High school students learning a second language in the tri-country area has been tradition, but in recent years the foreign language offerings have trickled down to the middle school and elementary school levels.
Foreign language classes at a younger age give students a better chance at learning and retaining the language, educators say. It’s also recommended today’s students learn a second language to prepare for careers in a global economy. The new high school state curriculum mandates that went into effect this year, in which students must have two world language credits, is another reason for promoting foreign languages. The world languages portion is expected to take effect for the class of 2016, according to Michael LaFeve, Roseville Community Schools assistant superintendent of instruction.
Spanish, French, German and Mandarin Chinese are among the many courses local schools offer, including a new Mandarin Chinese class at Gretchko Elementary School in the West Bloomfield School District.
Gretchko is a preschool through first-grade school, and four of its kindergarten classes and four first-grade classes are learning the language and culture under the guidance of instructor Pingping Liu. The students receive instruction in Mandarin Chinese 15 minutes a day, every day.
“This really is a wonderful opportunity. It is absolutely amazing what she has done with the children this year,” Principal Sally Drummond said. “They learn phrases, songs, sentences, and she infuses some culture, too. When you have it at a young age, you’re getting a better grasp on it. The students are like little sponges.”
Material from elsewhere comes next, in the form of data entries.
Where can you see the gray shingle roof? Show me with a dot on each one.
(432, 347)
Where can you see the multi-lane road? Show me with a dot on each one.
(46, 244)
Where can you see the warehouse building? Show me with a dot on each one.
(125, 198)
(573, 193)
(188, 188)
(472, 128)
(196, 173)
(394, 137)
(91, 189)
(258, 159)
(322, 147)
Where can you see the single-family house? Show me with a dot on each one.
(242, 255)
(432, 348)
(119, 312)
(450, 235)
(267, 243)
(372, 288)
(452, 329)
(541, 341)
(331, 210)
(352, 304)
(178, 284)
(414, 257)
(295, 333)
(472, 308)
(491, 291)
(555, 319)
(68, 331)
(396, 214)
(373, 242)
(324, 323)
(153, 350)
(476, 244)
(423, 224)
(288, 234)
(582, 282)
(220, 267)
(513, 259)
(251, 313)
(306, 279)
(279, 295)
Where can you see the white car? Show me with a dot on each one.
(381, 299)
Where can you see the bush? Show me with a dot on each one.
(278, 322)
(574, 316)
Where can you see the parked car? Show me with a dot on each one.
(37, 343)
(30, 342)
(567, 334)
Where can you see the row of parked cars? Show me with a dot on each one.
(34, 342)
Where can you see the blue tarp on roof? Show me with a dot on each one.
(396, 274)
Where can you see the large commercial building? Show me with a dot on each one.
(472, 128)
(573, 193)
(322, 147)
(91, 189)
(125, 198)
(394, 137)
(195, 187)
The Gretchko program was the result of a partnership with Oakland County and Oakland Schools. Oakland County Executive L. Brooks Patterson recommended Oakland County schools make Mandarin Chinese classes available.
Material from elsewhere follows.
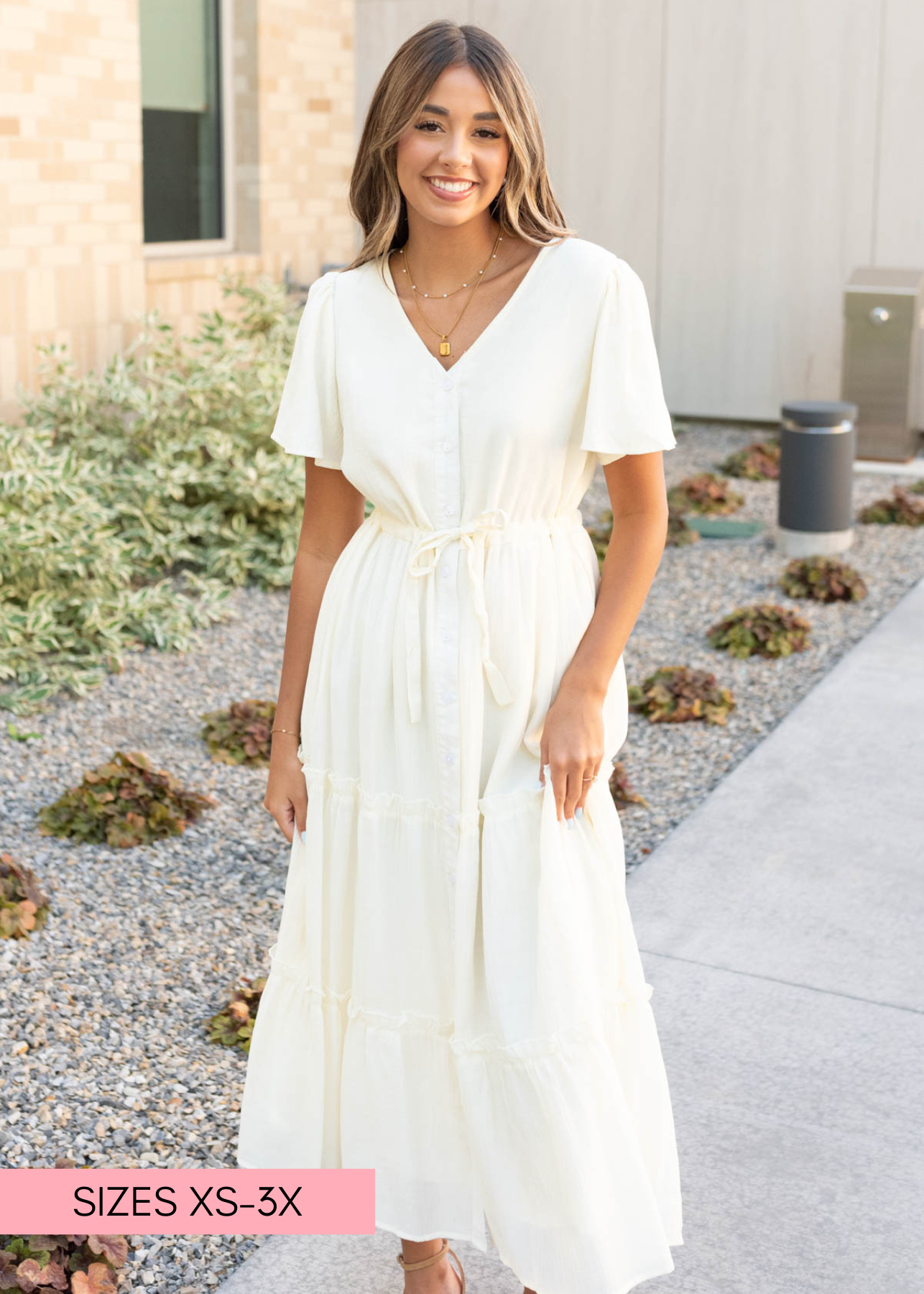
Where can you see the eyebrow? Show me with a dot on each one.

“Our parents were very accepting,” Drummond said.
Lamphere Schools implemented a new Mandarin Chinese program for preschool students this year. Superintendent Marsha Pando said the students participate in a traditional American program for half the day, and then switch gears for a half day for Mandarin Chinese language and culture.
There are about 35 students in the program, and parents have the option of enrolling their child for two, three or four days. Students have learned to count up to 30, 40 or 50 in the language, and songs are a large part of the program.
“They can recognize various objects,” Pando said. “It’s pretty impressive. It’s exceeded our expectations.”
There are plans to expand the program to other grades. The district’s high school students can take Mandarin Chinese in a consortium program, and Spanish is taught to students beginning at the third-grade level. French also is available in the high school level.
Middle school educators also are providing students with classes in which they study other cultures. Warren Woods Middle School teacher Tammy Threet, for example, teaches a number of world language and world cultures classes.
Last fall, Threet and her colleagues in the Warren Woods Public Schools district welcomed teacher Xiuqing Wang of Qufu, China. For two years, Wang will teach the WWPS students about the Chinese culture, including the Mandarin Chinese language and the country’s customs. She’ll also spend time with students at Wolfe Middle School in Center Line Public Schools.
Over at Adams High School in Rochester Hills, about 375 students are learning to speak German with Janie Barner, who teaches third-, fourth- and Advanced Placement German. The students use various materials to study the language, and oral interaction is strongly emphasized. Any student can enroll in the course. The school also offers Spanish and French classes.
“A shrinking world and work environment means our students must learn another language for America to continue to compete in the business world,” Barner said. “I believe it also enriches students’ lives personally by opening up new worlds and perspectives.”
The German program had the highest level Advanced Placement scores in the nation for the last two years, and was recognized by The College Board. The Adams students enroll in the German courses for various reasons.
“It’s crucial to get into a good college. Learning another language provides opportunities at the college and work level, and our students also have the opportunity to spend a summer in Germany attending school and living with a host family,” Barner said. “I believe that is a big draw to our program.”